Watching the Dark
- First edition (UK)
- Author: Peter Robinson
- Language: English
- Series: Inspector Alan Banks, #20
- Genre: Crime novel
- Publisher: Hodder & Stoughton (UK) McClelland & Stewart (Canada) William Morrow (US)
- Publication date: 16 August 2012
- Publication place: Canada
- Media type: Print (hardback)
- ISBN: 1444704877
- Preceded by: Bad Boy
- Followed by: Children of the Revolution

= Watching the Dark (novel) =

2012 novel by Peter Robinson

Watching the Dark is the 20th novel by Canadian detective fiction writer Peter Robinson in the Inspector Banks series, published in August 2012.

==Plot==
DCI Alan Banks is back, and this time he is investigating the murder of one of his own. Respected Officer DI Bill Quinn has been shot through the heart by a bolt from a crossbow while convalescing at the St. Peter's Police Treatment Centre, and the initial investigation uncovers compromising photos with a very young woman in his room.
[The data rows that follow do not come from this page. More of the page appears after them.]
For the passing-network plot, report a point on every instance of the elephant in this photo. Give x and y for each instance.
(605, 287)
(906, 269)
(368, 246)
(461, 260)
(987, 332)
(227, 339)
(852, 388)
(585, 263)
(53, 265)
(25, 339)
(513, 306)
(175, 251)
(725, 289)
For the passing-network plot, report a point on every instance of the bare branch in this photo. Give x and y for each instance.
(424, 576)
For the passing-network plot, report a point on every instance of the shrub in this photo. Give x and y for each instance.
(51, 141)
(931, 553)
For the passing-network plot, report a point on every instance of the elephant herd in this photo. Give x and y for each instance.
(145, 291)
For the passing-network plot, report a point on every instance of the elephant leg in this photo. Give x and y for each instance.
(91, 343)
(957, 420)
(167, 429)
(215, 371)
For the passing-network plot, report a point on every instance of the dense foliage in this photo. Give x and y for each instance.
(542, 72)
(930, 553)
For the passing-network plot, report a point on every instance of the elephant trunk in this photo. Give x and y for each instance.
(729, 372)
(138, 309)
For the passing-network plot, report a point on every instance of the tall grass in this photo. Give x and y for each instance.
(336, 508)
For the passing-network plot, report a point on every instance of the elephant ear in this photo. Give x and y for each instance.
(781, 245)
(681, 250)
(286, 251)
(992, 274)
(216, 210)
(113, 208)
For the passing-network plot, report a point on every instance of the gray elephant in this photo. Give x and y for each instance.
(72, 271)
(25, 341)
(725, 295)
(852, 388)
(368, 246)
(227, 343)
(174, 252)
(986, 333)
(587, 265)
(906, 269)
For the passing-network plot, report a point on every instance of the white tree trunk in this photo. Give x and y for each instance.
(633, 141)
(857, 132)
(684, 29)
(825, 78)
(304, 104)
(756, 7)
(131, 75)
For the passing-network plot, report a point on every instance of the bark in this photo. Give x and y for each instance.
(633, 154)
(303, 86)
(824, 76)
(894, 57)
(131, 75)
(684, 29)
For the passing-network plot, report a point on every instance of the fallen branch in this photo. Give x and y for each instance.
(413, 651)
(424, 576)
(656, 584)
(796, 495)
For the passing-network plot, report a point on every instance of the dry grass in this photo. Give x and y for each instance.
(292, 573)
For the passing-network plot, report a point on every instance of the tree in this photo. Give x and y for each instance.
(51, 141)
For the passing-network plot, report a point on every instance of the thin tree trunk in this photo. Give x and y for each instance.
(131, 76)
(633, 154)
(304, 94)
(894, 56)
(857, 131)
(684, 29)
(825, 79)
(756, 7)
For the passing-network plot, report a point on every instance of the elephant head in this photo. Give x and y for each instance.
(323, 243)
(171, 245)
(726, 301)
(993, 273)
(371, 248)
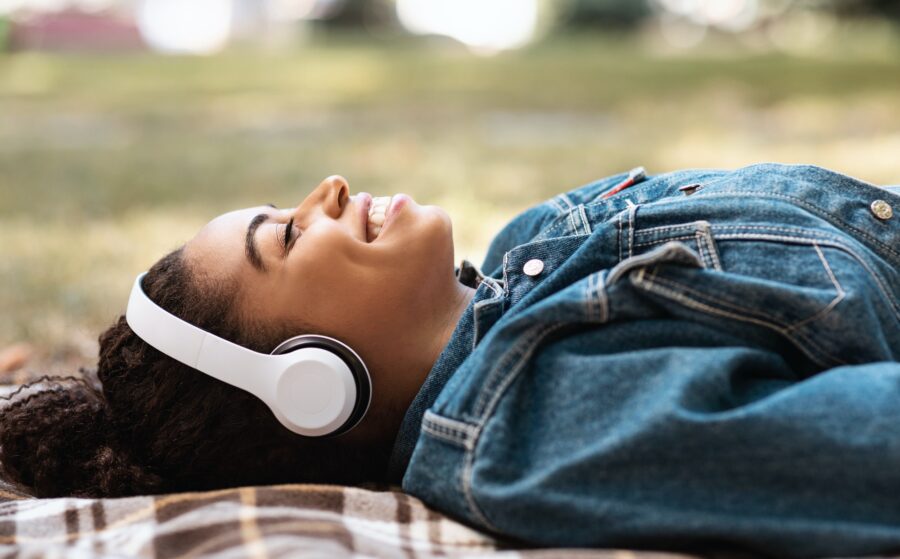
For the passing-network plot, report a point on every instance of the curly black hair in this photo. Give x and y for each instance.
(145, 423)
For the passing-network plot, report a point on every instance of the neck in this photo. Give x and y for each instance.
(383, 423)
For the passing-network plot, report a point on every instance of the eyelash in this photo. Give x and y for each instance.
(286, 237)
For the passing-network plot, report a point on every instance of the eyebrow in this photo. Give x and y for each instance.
(250, 240)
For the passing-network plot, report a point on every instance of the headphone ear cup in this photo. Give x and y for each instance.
(353, 361)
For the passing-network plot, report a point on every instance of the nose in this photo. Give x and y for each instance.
(331, 196)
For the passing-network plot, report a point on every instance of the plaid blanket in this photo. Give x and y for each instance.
(297, 520)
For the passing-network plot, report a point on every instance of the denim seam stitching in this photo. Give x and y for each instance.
(619, 234)
(664, 240)
(657, 284)
(632, 210)
(449, 429)
(835, 242)
(584, 220)
(826, 242)
(701, 250)
(559, 208)
(599, 296)
(813, 209)
(729, 304)
(589, 298)
(834, 302)
(484, 414)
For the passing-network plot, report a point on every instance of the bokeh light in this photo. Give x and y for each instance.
(187, 27)
(485, 27)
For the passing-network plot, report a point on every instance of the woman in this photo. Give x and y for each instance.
(697, 357)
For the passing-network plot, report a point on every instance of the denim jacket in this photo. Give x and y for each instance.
(706, 358)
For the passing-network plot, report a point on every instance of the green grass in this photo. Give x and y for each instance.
(106, 162)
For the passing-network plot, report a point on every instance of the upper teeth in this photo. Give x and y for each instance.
(376, 216)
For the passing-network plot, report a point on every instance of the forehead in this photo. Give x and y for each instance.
(219, 245)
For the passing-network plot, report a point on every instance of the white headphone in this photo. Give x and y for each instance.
(315, 385)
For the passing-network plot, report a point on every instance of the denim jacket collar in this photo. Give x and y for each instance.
(473, 323)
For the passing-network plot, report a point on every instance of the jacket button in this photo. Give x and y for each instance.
(533, 267)
(882, 209)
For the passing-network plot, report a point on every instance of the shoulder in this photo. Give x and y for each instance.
(529, 223)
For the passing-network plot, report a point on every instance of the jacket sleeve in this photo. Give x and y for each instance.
(655, 445)
(664, 428)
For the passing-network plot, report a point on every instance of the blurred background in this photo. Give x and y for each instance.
(126, 125)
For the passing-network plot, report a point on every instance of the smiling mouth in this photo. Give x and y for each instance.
(377, 211)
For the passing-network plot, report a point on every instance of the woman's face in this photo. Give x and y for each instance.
(385, 298)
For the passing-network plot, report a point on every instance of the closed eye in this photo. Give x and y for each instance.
(287, 236)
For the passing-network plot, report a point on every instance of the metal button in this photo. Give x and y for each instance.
(533, 267)
(689, 189)
(882, 209)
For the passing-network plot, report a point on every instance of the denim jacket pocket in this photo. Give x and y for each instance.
(783, 283)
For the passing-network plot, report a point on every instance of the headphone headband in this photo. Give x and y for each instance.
(313, 391)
Assigned to assist DCI Banks is Professional Standards Inspector Joanna Passero, and as the investigation progresses they uncover a link with a cold case that takes them to Tallinn, Estonia to unearth the truth.

==Reception==
Cheryl Parker of the Postmedia Network wrote that while the novel is "not Robinson's most creative book", fans of the crime genre "will be satisfied with another good read." Sarah Weinman of the National Post opined that while Robinson "sounds many familiar notes" in the novel, he "is still writing at a very high level" and "is able to sustain that level of consistency with each subsequent book." Michael W. Higgins of the Telegraph-Journal opined that the novel's strengths include "dilligent research, local atmosphere, skillful plotting" while its weaknesses include "unpersuasive characterisation, poor differentiation of voice, needless padding."